Как хорошо. Первый отпуск на новом месте. Первый день. И я один, совсем один. Один во всем мире!
Справа были горы, слева море. И в стороне сердца женщина отчаянно барахталась в волнах. От нее и ее движений (странно!) исходил некий жар. Суэтину захотелось броситься к ней в воду. Он представил себе, как обнимает это скользкое молодое тело… Сколько пролито слез и крови ради нескольких капель удовольствия! Но ведь эти капли дороже алмаза. И они оставляют рубцы на сердце. Не все. Сторона сердца, которая была повернута к Альбине, осталась «чистой доской». А у нее? – впервые задал он самому себе вопрос.
Мысли, как птицы, летели вслед за взглядом справа налево, садились на воду, качались на волнах и исчезали в пучине. И так всю жизнь, подумал Суэтин: я и тут, у этого камня, и там, где у женщины почва то и дело уходит из-под ног, куда летят мои мысли и где исчезают без следа.

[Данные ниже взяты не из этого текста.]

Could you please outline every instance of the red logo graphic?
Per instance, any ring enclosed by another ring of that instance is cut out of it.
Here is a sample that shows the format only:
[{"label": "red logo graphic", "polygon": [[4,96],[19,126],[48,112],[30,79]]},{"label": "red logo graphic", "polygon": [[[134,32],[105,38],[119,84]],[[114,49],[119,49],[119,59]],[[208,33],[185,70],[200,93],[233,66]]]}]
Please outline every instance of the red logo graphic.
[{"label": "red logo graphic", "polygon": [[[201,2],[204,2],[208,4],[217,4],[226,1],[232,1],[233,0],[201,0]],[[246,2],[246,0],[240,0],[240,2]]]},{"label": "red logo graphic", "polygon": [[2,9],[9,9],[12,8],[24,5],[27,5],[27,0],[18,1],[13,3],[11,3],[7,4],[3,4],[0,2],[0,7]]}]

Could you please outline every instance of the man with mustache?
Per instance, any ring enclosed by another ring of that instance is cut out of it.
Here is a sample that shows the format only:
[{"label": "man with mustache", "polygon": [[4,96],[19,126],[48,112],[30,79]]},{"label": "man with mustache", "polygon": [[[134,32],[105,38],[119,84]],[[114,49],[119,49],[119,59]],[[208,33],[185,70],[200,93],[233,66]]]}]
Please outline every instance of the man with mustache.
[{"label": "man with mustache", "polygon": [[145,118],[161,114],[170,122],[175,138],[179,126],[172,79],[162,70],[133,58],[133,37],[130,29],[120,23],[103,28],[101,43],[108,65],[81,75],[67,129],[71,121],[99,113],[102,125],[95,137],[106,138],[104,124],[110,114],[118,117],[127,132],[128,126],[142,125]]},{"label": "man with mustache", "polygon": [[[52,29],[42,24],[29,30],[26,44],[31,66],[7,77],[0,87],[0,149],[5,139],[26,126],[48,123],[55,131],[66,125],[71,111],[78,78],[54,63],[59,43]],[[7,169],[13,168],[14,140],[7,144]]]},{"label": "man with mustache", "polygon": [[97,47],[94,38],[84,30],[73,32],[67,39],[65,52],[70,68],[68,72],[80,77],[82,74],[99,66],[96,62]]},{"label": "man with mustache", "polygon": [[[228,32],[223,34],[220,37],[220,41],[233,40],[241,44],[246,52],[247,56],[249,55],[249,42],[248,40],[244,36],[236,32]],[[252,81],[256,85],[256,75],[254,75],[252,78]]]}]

Она все плавает и плавает! Когда же она устанет? Разрушишься тут, ожидая ее! Как вон те горы в ожидании разрушения.
Суэтин сегодня был настроен на возвышенный лад. Это было тем более удивительно, что перед ним была просто женщина, с которой всякого мужчину связывают самые простые отношения. Юность какое-то время еще топчется на возвышенности, а зрелые годы проходят обычно в довольно-таки низменных местах, к которым Суэтин уже начал свой спуск.
Суэтину захотелось сказать этой женщине о том, что люди всю жизнь задают вопросы и всю жизнь на них отвечают, и ни один еще не воспользовался уже готовым ответом. Вот и у него к ней вопрос, что она чувствует, когда отдается стихии?
Суэтин захотел красиво обратиться к ней, скажем, вот так: «Личность формируется, лишь распадаясь. Гражданка, помогите распаду». Нет, не так. Еще по морде даст. Вот так. «Содержание личности – ее распад, форма личности – ее воля. Нет памятника воле, хотя воля – единственное, что делает из людей памятники». Сказать и красиво застыть перед ней. Как памятник. Нет, длинно и туманно. Ей мужчина нужен, а не памятник. Распад, воля, нет. Бредятина. Лучше по-простому: «Девушка, мы с вами где-то встречались?» О, сразу и тема для разговора. Если нет – почему нет, если да – то где и когда.
К чему он конструировал свой монолог? Принципы архитектуры позволяют из слов проектировать дома. Наметим и мы контуры и высоту грядущих отношений, думал он. Приятно, черт возьми, городить город любви на скалах и на краю пропасти! И потом уже, когда все это будет позади, далеко позади, и почти все позабудется, будут помниться лишь эти изящные конструкции. И останется ощущение высоты!
А вообще-то парню делать было нечего. Мыслимое ли дело, чтобы в обычной жизни граждане конструировали монологи? А потом с достоинством их произносили. Да чтоб их еще не перебивали. Успеть бы выпалить, что без всякого конструирования пришло в башку. Диалоги вообще большей частью напоминают схватку истребителей. Воздушный бой, покой нам уж не снится…
Как всякого трудящегося, Суэтина по субботам посещали мысли. Нашли они его и здесь, в солнечном, как обещали, Крыму. Нашли за тридевять земель от Нежинска, в его первый день на море, в его первую субботу законного отдыха от трудов.
Только что он с большим трудом отвязался от прилипшей к нему с утра «шалашовки».
– У всех мужчин и женщин без исключения есть единое общее дело, которому обучают с детства, – имел неосторожность брякнуть он, без всякой задней мысли, соседке по очереди, зубками, глазками и общей вертлявостью похожей на мышку.
– Ах ты шалун! – хихикнула мышка.
– Это сельское хозяйство, – Суэтин хотел сказать, что выращивать овощи и фрукты в принципе можно даже на Крайнем Севере и тогда нечего катить черт-те куда в поисках витаминов.
Мышка сделала глазки бусинками.
– Так написал Томас Мор, – пояснил Суэтин.
– Мор? Ты переписываешься со Штатами?